霧雨、小雨が交互に繰り返された後、本降りになった。戦国時代に包囲された大坂城のように、国会議事堂は主権者市民に包囲されていた。軍勢ごとの、さまざまな幟や旗がたなびくがごとく、プラカードや横断幕が行き交っていた。
悪法、参戦法、戦争法を葬るため、自由、民主、憲法、生活、命を維持するため、馳せ参じた市民の群は絶えず流れ、絶えなかった。
若者、中年、老人、女性、子連れ、外国人の老若男女たち。スローガンの叫びに呼応しつつ歩く。
共産党、社会民主党、民主党、知識人、市民運動家らが演壇に立つ。まぎれもない人民戦線だ。

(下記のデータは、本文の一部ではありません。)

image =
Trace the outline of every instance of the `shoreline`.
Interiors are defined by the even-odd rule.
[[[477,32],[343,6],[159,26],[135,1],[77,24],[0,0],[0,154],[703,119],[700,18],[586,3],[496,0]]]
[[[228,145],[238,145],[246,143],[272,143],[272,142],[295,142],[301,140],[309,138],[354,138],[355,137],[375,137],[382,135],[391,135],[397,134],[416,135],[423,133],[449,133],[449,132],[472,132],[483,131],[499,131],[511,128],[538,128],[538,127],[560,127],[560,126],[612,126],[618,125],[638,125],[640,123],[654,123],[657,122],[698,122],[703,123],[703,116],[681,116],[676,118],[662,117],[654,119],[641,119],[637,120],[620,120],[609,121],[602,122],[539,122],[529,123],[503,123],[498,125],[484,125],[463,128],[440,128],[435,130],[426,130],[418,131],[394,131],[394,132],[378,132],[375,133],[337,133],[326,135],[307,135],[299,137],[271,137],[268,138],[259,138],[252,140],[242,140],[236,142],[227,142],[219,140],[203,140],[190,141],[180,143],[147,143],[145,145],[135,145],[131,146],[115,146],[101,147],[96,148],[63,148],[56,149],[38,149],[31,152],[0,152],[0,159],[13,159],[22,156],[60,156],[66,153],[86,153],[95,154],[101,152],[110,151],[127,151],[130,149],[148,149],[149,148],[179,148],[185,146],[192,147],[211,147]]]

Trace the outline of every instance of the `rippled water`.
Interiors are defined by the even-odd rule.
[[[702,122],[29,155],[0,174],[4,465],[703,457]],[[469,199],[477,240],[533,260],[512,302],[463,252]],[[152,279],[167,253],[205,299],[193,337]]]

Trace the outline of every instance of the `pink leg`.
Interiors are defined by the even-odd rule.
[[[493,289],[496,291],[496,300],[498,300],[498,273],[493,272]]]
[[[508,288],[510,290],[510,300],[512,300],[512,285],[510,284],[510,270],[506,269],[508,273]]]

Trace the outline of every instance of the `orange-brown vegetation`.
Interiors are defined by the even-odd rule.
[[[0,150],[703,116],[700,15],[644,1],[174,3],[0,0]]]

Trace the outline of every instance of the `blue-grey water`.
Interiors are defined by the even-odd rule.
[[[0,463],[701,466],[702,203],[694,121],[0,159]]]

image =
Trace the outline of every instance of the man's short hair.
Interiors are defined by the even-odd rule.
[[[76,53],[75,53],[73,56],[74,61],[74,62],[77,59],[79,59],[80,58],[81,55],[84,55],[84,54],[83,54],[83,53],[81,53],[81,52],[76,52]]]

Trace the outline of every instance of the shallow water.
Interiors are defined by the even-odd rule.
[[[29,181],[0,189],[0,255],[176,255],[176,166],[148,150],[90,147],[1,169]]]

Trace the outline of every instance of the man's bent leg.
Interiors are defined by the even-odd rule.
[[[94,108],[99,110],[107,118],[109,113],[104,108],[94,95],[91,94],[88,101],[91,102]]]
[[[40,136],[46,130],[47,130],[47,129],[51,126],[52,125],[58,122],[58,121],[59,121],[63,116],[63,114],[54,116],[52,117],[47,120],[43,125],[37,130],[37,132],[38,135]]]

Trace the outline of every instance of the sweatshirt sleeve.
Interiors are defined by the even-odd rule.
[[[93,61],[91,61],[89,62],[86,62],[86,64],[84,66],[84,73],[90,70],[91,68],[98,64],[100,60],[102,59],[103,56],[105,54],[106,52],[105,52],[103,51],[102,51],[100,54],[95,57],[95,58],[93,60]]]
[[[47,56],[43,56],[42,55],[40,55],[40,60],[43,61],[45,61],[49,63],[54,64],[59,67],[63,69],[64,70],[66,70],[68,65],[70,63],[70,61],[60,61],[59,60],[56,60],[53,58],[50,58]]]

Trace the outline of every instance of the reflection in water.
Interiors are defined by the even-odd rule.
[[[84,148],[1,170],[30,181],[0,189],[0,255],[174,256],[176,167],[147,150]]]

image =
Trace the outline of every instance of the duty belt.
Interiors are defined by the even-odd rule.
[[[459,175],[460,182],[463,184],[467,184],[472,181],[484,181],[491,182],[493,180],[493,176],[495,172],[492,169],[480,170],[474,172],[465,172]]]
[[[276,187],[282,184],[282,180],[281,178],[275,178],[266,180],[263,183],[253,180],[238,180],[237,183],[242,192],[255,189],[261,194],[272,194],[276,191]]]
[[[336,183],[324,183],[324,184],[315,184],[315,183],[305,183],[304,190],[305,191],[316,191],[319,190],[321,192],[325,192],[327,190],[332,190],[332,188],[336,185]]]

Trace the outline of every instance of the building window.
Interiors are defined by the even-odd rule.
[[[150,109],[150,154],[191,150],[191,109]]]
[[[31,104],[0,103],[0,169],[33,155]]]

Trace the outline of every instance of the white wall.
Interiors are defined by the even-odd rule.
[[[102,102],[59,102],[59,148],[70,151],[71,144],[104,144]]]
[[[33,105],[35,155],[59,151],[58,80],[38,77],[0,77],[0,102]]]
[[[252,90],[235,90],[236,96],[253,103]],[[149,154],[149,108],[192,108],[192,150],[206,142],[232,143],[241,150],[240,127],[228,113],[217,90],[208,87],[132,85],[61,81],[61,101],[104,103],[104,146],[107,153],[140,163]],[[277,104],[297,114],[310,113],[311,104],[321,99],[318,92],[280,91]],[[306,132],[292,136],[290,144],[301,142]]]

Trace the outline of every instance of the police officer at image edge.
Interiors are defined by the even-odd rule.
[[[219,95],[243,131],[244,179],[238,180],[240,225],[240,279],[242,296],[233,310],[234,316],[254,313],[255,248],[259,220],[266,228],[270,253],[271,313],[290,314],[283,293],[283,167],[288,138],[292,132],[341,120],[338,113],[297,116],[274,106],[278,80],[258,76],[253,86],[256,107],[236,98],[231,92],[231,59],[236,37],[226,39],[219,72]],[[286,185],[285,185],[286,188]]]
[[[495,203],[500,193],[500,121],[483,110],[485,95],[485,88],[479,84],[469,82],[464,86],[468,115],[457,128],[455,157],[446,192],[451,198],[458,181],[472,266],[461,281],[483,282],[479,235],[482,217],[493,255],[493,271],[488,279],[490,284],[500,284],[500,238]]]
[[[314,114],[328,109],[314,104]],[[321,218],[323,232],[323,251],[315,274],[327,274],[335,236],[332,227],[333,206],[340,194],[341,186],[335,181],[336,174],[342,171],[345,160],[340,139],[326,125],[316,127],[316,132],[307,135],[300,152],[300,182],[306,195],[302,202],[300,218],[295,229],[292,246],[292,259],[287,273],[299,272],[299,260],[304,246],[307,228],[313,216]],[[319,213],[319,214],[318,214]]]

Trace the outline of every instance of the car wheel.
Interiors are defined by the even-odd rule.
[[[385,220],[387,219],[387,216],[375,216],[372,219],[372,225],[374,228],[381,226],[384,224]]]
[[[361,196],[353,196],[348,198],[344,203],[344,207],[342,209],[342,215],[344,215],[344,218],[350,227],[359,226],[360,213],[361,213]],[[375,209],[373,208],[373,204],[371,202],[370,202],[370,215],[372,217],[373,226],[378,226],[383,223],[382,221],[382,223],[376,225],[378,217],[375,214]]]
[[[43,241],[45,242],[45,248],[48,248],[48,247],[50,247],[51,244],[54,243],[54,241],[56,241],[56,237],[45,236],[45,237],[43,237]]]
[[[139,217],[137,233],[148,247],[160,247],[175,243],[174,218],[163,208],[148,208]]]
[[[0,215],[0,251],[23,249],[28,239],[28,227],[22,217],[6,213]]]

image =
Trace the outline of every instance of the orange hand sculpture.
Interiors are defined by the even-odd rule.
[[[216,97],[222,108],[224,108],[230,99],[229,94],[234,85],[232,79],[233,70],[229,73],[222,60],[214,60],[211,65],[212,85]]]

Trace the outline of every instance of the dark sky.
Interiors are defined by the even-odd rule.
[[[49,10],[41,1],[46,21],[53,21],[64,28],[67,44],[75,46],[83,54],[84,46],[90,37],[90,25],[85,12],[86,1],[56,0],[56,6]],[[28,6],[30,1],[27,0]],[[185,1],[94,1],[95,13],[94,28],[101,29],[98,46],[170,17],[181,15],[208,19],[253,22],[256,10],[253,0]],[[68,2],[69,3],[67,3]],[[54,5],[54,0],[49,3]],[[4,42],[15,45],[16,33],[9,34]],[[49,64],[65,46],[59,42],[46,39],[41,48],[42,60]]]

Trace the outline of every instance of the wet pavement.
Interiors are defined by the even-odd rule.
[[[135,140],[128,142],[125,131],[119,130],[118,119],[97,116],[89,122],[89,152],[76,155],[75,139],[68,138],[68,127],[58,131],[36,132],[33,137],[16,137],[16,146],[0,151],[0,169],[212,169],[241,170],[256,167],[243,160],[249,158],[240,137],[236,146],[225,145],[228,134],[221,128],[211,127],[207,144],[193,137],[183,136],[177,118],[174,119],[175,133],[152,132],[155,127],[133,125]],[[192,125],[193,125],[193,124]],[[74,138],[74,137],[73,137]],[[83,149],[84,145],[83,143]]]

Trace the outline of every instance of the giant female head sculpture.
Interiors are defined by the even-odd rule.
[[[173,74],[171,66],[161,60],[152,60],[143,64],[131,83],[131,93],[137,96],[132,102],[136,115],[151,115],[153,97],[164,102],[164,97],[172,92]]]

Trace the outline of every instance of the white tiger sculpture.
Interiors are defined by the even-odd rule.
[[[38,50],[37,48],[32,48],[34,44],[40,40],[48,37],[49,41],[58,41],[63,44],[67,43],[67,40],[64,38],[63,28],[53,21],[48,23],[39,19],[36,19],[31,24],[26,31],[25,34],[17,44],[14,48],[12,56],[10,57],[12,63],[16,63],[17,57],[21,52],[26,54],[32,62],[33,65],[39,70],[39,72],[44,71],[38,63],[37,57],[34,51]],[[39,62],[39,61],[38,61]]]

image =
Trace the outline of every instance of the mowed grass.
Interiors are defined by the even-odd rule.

と思った時、眼前を流れる目覚めた群衆のプラカードの中に、「ノーパサラン 奴らを通すな」と書かれた文字を見た。若い娘が掲げていた。
スペイン内戦(1936~39)のさなか、反フランコファシズムの女性闘士ドローレス・イバルリが叫んだ言葉ではないか!
「ラ・パシオナリア」の、あの叫びだ。
やがて、若者たちが演壇に上がる。「ノーパッサラン」と音便で勢いをつけた合唱。続いて「奴らを通すな」、「ファシズムを通すな」、「独裁者を通すな」の合唱。
そして、憲法を蹂躙する悪法を通すな、だ。知性なき野蛮を通すな、だ。
若い人々は歴史を、政治の欺瞞と愚かさと底知れない恐ろしさを、見抜いている!
彼方の国で内戦が起きた年、2・26事件が勃発。日本は問答無用、軍国主義に急傾斜した。国会議事堂は悲劇を目撃した。
機動隊は戦闘服でなく、警官の制服姿でばか丁寧に群衆をさばく。慇懃無礼。怒れる人々の海と大河を見、命の声を聞いた彼ら警官たちは、何を考えていたのか。
民衆による国会周辺での闘争は普段、機動隊に制圧され、「民主対弾圧」の低次元で終わる。だが今、治安部隊は民衆の洪水を制御できない。闘争は「民主対政府・政権党」 の対決となって、極右国家体制を揺さぶっている。
政権党2党の議員たちの民主が機能しなくなって久しい。主権者は、選挙民は選んだ議員に全権を託してはいない。議員は主権者に抗議されれば、言動を改めねばならない。これが代表制の神髄だ。
議員が唯我独尊に陥り、議事堂外の声に耳を傾けなくなった時、市民は怒りの声を上げる。今がまさにそうだ。
選挙民と議員は相互に補完する。これをこれぽっちも理解していないのが狂気の首相であり、保守・右翼議員たちだ。大方のマスメディアだ。歴史を知らない記者たちだ。だから日本は、これほどまでに荒廃した。
「ノーパサラン!」
この言葉を聞けただけでも、雨に打たれた価値があった。
付言すれば、世界の多くの政治デモで必ず見られるチェ・ゲバラの肖像は、誰かが掲げていたかもしれないが、私は見かけなかった。